|Cilantro plant that has gone to seed.|
You may or may not know that Coriander is the dried seed obtained from a Cilantro plant. I was successful at growing cilantro in my garden this past fall and I was so excited. We love using cilantro in our cooking. It is especially good in fresh and canned salsa and other Mexican style dishes. Coriander can also be using in cooking in either the whole or ground form. Jacob loves Coriander and so we let our cilantro go to seed in hopes of harvesting a bunch for him. It actually had a bunch of beautiful little white flowers on it when it seeded that the bees loved.

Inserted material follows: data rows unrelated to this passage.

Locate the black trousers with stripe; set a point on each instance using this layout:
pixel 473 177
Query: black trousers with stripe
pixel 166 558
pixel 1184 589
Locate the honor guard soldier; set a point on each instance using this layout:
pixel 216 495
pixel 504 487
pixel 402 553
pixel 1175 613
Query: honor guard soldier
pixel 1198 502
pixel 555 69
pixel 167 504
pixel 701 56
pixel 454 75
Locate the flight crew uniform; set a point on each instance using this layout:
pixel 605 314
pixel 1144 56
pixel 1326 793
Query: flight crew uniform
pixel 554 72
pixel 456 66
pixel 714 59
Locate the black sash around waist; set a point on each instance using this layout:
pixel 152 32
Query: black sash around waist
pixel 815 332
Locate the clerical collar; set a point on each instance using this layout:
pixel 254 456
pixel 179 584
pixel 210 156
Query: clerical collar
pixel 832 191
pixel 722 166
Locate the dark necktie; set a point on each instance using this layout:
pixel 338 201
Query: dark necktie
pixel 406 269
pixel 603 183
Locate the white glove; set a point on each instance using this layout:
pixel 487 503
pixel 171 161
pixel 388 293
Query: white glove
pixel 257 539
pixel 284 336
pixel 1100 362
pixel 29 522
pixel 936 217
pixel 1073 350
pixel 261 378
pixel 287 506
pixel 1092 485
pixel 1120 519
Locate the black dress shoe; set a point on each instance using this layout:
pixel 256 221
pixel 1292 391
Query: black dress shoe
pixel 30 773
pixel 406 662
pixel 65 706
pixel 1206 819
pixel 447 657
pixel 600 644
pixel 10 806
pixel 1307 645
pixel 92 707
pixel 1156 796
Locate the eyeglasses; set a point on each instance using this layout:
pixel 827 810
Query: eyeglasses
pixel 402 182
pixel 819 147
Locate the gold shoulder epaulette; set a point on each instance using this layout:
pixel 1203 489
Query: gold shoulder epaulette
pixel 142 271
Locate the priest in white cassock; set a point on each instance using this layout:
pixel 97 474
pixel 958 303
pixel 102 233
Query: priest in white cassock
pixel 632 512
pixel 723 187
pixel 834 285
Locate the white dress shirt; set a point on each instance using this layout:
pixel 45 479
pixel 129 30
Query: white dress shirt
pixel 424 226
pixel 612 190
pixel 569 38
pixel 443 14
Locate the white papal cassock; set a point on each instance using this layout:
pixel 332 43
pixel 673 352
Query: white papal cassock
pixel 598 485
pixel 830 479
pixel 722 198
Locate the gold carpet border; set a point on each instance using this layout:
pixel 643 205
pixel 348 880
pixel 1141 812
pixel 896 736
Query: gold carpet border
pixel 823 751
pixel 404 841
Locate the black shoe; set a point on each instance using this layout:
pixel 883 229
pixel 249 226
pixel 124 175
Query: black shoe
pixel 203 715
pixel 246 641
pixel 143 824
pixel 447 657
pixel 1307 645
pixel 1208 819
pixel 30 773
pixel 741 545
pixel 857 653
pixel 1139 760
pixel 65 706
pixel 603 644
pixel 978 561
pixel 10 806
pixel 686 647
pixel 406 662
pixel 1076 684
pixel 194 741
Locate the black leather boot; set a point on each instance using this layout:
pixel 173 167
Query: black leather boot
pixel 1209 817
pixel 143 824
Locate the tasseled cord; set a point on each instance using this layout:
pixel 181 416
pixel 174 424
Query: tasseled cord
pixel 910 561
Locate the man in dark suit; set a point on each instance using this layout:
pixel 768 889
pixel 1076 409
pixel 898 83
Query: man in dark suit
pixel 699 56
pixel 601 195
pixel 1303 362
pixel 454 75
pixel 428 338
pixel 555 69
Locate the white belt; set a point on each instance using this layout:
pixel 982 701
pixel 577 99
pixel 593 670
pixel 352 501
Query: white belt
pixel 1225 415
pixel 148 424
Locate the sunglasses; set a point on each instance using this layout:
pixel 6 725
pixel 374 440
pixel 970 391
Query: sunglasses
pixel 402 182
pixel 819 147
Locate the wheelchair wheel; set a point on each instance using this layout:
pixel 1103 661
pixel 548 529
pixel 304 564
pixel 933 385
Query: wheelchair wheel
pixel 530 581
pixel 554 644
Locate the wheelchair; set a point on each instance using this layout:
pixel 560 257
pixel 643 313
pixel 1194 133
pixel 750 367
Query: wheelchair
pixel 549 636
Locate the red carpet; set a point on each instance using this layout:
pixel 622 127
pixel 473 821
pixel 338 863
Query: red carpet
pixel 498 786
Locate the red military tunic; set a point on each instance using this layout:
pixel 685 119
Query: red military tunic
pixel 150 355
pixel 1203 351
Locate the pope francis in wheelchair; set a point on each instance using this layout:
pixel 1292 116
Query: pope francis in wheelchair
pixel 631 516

|The green seeds are the Coriander.|
The little green seeds are the Coriander. I left my cilantro plant in the ground until nearly all of the green coriander had turned a nice brown color and then I harvested it just like I did my dill seed.
|Upside down in a paper bag for easier harvesting.|
I simply cut it off and placed it upside down in a paper bag and then I let it dry for about a week longer in the bag.
|Brown seeds are dried coriander.|
You can shake the bag and crunch it around a bit and remove a lot of seed, but some of it is still a little stubborn so we took most of it off by hand.
|Removing the Coriander by hand.|
I enlisted the help of my 4 year old. He is such a good sport to help his mom, especially when it comes to harvesting seed.
After we pulled all of the seed off I used a couple of different sizes of colanders to remove as much of the leaves and stems as I could.
We were really able to get a lot of seed off of our plant, which makes us so happy. It was well worth the effort. This much coriander seed at the store would run you anywhere from $6 to $10. Jacob is very excited and can't wait to make some Biltong with it. I am sure there will be a future post with photos of him hanging meat all over my house to dry.